Beck in Las Vegas: A Little Bit of Everything
Where’s my freaks at?” yelped Beck, pausing half an hour into his Las Vegas show to survey the darkness in which 1,100 fans sat at long, cafeteria-style tables. “We’re just tryin’ to adjust ourselves here,” he continued. “We’re not used to people sittin’ down. Usually Visigoths are gnawing on each other’s thighs out there. Blood is flowing. We have to hose ourselves down afterward.”
Had Visigoths indeed arrived, no one in the Tropicana‘s soldout Tiffany Theater would have been surprised. Rumors about this much-anticipated show – a makeup date for a canceled January performance – had been running wild: Beck would do an all-Tropicália set, a heavy-metal set, a set to honor the boozy excesses of the Rat Pack or a set of all-new material from the album he’s currently working on.

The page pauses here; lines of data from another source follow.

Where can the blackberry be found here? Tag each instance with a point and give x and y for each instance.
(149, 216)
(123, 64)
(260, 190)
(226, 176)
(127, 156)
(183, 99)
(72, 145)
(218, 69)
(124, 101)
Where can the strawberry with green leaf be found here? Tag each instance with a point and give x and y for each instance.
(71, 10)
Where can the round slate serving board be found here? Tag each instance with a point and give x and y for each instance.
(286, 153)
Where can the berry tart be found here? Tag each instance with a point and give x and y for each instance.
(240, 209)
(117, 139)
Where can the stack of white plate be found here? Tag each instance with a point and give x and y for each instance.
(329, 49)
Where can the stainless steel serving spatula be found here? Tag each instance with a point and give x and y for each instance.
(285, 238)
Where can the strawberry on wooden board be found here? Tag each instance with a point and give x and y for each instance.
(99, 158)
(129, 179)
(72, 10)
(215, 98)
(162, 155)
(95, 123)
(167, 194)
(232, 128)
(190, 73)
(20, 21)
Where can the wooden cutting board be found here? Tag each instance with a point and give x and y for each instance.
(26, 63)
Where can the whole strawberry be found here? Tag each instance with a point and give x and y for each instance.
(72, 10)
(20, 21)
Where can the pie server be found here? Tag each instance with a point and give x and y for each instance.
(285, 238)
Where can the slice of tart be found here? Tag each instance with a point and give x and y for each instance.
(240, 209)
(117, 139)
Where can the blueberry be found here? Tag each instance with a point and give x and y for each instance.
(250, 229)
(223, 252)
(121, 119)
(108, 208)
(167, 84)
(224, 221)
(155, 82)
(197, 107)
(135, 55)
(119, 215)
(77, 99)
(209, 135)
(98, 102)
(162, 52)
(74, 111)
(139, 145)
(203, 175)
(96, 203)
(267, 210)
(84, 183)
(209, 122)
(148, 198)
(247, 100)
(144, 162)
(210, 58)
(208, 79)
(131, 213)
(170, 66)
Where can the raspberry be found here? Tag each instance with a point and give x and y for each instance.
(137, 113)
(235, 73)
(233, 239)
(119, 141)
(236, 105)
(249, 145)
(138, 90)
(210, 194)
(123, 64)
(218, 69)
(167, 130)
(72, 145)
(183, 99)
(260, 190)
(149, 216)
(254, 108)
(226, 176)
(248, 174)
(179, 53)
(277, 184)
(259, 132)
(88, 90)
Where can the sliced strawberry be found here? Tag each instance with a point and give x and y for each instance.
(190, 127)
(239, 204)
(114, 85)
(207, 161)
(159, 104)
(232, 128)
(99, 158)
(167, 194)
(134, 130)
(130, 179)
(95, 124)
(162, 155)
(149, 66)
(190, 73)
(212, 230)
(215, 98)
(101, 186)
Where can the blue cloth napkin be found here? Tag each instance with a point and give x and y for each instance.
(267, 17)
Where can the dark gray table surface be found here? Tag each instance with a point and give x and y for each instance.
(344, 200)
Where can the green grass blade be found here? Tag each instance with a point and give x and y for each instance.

In the end, he did none of these and a little of everything. Dressed in black save for the long white fringe dangling from his shirt sleeves, he swaggered onstage to “Novacane,” embellishing the song’s hip-hop stylings with hot hip swivels limber enough to spark squeals from women in the front row. He drawled through the indie pop of “Beercan,” shimmied to the warped samba of “Tropicalia” and danced the robot for the rump-pumping funk of “Hot-wax.” And on the somber “One Foot in the Grave,” he sang solo with his harmonica.
Beck’s backup band – augmented by a three-piece brass section – worked with its usual well-oiled ease, even pausing for a midset lounge-reggae jam of Musical Youth’s “Pass the Dutchie.” The Eighties kitsch continued in the encore, when Beck changed into a pink jumpsuit for an evangelical rendition of the synth-boogie hit “Electric Avenue.”
“People are gonna look at all this fringe and say we’ve gone Vegas,” he announced at one point. “But we’re like this all the time.” That’s the beauty of Beck. He doesn’t need to emulate the Rat Pack. He can out-Vegas Vegas all by his little self.
This story is from the June 24th, 1999 issue of Rolling Stone.